JudaismLeadership, Authority, and Religious Roles |
Who were the Pharisees? |
During the Maccabean (or Hasmonean) revolt in 164 B.C.E. against the foreign rule of the Seleucids, a fascinating sect or school of thought called the Pharisees began to emerge from obscurity. They were called Perushim (“separatists, seceders, heretics”) in Hebrew, but that may originally have been a pejorative term coined by their opponents, the Sadducees. At first the Pharisees supported the Maccabees, who initially packed their new Sanhedrin with members of the sect. But the Pharisees disapproved of the way ruler John Hyrcanus (135-104 B.C.E.) attempted to secure both religious and civil authority for himself and so they withdrew their support. In general the Pharisees enjoyed the favor of the masses for their stand on political issues.

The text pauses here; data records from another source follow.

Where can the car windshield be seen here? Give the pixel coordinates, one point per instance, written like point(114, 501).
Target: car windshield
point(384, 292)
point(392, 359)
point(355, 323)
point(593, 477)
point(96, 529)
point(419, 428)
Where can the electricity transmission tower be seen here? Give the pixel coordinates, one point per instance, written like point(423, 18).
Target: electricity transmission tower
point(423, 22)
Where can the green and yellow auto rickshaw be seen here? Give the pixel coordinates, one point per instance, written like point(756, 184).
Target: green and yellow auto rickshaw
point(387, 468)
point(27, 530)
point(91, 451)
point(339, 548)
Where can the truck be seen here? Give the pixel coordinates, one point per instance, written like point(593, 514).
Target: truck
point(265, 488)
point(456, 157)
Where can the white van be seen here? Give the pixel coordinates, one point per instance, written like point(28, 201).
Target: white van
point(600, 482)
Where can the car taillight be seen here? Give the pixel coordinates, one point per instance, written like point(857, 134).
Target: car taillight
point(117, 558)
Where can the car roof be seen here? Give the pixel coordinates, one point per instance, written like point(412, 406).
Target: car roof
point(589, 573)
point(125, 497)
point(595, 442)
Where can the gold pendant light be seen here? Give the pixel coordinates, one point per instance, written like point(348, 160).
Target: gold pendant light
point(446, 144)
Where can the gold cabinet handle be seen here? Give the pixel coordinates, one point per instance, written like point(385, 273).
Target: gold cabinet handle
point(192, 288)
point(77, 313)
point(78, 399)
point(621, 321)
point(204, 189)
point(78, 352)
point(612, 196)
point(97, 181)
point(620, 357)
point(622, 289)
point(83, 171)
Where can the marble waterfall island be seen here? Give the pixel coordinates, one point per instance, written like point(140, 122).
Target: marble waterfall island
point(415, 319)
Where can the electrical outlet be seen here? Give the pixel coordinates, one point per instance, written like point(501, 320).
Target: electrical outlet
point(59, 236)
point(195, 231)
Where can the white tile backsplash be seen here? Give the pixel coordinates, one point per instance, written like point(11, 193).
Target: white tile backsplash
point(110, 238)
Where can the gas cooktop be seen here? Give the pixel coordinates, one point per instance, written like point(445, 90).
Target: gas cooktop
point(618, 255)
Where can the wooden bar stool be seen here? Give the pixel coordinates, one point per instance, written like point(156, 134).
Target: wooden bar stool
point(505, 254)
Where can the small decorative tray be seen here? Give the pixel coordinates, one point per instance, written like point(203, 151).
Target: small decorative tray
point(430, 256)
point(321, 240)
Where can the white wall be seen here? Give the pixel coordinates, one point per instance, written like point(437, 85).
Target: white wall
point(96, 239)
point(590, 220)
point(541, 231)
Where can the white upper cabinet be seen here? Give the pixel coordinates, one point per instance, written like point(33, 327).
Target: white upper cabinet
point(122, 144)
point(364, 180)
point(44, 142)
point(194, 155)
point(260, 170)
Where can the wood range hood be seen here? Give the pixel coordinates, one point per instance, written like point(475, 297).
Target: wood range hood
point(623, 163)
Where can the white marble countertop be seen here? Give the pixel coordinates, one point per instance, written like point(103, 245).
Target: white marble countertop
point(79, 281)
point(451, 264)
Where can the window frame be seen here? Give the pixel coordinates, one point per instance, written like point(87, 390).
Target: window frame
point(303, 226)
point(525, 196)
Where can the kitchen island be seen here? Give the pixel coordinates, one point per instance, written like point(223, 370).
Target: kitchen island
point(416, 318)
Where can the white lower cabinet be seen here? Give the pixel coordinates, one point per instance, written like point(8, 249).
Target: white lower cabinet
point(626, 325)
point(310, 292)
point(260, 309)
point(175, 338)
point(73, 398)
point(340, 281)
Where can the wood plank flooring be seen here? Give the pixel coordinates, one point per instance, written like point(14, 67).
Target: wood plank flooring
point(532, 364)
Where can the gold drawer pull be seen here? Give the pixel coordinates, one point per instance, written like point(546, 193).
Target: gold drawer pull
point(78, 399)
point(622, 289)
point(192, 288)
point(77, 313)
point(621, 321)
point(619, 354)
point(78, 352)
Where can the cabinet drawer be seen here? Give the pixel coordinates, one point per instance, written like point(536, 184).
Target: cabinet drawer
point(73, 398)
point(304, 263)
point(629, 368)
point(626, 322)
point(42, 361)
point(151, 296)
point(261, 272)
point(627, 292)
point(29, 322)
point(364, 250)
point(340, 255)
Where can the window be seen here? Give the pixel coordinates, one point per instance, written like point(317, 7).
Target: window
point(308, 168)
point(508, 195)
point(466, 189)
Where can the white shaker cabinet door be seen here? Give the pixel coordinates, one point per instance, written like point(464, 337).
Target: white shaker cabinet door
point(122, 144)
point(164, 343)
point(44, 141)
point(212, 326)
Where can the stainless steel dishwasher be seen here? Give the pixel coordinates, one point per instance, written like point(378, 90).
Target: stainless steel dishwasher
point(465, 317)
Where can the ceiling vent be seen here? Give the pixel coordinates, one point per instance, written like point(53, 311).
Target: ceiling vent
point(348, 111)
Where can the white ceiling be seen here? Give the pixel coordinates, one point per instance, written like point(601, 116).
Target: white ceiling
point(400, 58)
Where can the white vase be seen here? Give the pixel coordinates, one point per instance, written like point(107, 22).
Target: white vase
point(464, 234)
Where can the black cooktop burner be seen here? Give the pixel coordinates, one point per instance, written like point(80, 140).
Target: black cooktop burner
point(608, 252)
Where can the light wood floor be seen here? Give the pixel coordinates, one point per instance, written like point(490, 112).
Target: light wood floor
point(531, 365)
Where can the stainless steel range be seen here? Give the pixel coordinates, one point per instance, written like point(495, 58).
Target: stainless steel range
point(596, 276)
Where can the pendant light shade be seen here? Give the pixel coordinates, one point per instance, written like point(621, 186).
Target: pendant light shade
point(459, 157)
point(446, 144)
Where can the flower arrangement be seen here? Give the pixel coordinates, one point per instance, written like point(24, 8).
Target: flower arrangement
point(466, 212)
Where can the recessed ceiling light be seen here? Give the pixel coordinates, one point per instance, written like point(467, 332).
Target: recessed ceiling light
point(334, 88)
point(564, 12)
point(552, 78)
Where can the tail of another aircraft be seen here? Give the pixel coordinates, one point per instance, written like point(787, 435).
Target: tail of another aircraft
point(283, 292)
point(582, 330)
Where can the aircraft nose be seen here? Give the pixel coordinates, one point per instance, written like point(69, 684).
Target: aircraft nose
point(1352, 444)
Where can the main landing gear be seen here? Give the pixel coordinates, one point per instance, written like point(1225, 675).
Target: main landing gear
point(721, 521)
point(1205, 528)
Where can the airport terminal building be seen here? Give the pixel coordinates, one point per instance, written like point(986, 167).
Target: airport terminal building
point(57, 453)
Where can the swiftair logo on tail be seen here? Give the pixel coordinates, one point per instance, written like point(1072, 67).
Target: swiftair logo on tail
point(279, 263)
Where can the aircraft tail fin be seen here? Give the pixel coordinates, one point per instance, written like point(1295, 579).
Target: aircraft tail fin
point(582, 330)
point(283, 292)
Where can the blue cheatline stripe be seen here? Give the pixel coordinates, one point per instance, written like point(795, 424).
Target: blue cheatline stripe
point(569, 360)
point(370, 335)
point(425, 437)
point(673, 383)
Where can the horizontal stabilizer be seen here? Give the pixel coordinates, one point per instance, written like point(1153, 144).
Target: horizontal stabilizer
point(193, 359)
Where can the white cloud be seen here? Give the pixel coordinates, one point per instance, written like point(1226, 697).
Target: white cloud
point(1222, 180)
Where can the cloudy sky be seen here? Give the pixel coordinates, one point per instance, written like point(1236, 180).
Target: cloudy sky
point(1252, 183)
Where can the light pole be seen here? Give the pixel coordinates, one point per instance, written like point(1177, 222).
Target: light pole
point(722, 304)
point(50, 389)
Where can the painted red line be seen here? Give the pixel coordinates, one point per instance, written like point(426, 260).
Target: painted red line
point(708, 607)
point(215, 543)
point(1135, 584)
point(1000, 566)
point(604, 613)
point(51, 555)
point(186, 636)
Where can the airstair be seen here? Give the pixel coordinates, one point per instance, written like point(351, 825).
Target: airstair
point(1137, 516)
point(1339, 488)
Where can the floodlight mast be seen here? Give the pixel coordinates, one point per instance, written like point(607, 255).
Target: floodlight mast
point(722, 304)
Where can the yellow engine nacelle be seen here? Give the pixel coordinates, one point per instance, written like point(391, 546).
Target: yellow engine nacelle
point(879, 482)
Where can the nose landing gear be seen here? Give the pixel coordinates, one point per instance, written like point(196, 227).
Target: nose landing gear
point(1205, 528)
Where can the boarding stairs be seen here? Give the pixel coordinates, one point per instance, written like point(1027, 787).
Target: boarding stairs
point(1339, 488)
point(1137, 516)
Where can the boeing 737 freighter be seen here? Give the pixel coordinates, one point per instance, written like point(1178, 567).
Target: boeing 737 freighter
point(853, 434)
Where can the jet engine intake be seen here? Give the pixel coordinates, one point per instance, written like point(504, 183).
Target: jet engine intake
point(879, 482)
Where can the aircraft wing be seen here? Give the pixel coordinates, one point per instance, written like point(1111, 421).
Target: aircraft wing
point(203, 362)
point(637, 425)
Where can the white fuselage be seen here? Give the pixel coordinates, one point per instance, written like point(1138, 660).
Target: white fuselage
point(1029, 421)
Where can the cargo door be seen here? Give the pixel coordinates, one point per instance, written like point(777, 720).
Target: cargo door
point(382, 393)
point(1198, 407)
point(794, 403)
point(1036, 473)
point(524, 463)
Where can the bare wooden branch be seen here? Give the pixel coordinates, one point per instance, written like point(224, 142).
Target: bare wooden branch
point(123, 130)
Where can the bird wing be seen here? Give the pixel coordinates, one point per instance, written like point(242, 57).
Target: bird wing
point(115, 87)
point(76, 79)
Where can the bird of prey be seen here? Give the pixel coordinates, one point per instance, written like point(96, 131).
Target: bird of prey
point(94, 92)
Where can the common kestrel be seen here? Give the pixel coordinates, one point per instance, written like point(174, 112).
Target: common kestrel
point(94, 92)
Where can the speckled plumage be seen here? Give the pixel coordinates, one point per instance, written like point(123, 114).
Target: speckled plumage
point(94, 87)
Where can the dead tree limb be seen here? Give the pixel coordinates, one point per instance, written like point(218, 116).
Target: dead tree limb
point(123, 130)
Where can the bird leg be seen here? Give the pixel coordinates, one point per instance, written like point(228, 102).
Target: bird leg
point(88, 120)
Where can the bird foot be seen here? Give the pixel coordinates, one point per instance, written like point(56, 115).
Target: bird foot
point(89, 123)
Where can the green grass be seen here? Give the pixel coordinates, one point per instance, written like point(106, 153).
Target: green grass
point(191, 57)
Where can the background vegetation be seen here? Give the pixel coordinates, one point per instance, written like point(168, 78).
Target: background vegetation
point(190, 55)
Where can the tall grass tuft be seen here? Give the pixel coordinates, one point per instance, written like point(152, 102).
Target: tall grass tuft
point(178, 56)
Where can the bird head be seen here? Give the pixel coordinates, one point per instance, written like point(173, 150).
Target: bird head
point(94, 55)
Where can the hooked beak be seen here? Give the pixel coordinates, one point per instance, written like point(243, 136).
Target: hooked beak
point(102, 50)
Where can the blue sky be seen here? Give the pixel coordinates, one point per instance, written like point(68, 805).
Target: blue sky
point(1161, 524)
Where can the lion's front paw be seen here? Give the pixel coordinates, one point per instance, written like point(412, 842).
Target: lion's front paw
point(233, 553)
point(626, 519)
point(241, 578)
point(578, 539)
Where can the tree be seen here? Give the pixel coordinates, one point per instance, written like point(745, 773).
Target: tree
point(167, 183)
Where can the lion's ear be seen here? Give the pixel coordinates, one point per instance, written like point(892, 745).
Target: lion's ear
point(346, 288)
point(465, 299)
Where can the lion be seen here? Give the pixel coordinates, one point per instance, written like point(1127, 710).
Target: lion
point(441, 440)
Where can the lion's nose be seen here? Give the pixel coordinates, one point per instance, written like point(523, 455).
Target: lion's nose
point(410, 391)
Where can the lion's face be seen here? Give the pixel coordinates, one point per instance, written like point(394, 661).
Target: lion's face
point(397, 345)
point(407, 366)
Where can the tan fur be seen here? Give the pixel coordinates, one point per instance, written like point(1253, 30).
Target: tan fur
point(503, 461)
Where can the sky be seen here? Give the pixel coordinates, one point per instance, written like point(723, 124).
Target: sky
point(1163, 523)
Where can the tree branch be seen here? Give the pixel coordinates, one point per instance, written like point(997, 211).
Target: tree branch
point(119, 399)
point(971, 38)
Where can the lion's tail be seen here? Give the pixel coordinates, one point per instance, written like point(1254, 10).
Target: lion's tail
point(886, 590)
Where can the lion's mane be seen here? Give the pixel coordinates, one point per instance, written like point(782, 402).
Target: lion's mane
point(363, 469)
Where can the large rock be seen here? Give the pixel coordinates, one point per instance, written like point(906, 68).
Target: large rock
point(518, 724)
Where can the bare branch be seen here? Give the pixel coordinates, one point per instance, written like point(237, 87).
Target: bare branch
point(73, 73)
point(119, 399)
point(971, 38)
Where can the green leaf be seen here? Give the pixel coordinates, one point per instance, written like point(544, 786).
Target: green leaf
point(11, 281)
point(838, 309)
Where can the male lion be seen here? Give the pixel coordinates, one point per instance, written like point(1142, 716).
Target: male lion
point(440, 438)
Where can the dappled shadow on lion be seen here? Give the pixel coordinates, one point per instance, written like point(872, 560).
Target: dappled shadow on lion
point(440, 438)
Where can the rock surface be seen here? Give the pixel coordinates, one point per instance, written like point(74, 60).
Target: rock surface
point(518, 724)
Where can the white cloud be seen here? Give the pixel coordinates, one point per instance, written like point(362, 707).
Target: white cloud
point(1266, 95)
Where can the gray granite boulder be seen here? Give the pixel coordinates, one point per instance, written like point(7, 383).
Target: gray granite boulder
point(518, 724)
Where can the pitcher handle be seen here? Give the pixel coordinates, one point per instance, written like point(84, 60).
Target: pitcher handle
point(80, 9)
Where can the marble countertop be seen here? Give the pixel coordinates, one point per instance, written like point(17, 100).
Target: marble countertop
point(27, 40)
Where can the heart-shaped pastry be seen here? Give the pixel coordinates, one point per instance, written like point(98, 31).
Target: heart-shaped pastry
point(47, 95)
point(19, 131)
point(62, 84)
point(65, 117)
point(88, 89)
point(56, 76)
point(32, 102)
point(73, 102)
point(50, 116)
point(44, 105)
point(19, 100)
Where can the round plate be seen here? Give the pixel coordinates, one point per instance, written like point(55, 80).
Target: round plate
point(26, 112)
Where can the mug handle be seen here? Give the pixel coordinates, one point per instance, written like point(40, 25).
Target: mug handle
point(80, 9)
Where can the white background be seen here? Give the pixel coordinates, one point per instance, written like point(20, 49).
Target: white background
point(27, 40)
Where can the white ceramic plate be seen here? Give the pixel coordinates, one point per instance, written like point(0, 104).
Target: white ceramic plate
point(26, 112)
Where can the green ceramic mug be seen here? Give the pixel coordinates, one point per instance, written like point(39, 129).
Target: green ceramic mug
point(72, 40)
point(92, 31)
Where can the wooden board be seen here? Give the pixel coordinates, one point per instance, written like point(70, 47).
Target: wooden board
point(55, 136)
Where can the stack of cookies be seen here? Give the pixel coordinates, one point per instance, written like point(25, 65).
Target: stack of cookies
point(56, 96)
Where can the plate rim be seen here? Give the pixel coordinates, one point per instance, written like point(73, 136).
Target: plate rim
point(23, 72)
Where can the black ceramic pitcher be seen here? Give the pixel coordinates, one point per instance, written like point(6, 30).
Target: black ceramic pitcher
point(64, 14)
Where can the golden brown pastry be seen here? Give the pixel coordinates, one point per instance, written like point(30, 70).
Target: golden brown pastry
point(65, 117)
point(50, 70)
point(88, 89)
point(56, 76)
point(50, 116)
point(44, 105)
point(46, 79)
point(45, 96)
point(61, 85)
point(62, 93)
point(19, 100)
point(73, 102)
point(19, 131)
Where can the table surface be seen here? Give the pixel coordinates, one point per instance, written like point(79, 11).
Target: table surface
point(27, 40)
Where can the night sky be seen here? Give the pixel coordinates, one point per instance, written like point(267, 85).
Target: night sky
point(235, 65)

Meanwhile the new Hasmonean ruler Alexander Yannai (103-76 B.C.E.) cultivated the support of the Sadducees, who tended to be aristocratic. When the Pharisees condemned Alexander’s priestly conduct of sacred ritual as blasphemous, they paid with death or exile. But Alexander’s wife, Alexandra, brought back the Pharisees after her husband’s death, allowing them to restore both Sanhedrin and temple ritual. The Pharisees emphasized God’s love for each person and taught the resurrection of the body. They stood against the priestly aristocracy in their teaching of the individual’s personal relationship with God. After the Romans ended Hasmonean rule in 63 B.C.E., the Pharisees insisted that a separation of secular and sacred spheres would allow the Jewish people to tolerate foreign rule so long as the Romans left them their religious freedom. After 70 C.E., the Pharisees disappeared as a distinct sect or party, but much of their spirit lived on in the growth of rabbinical Judaism.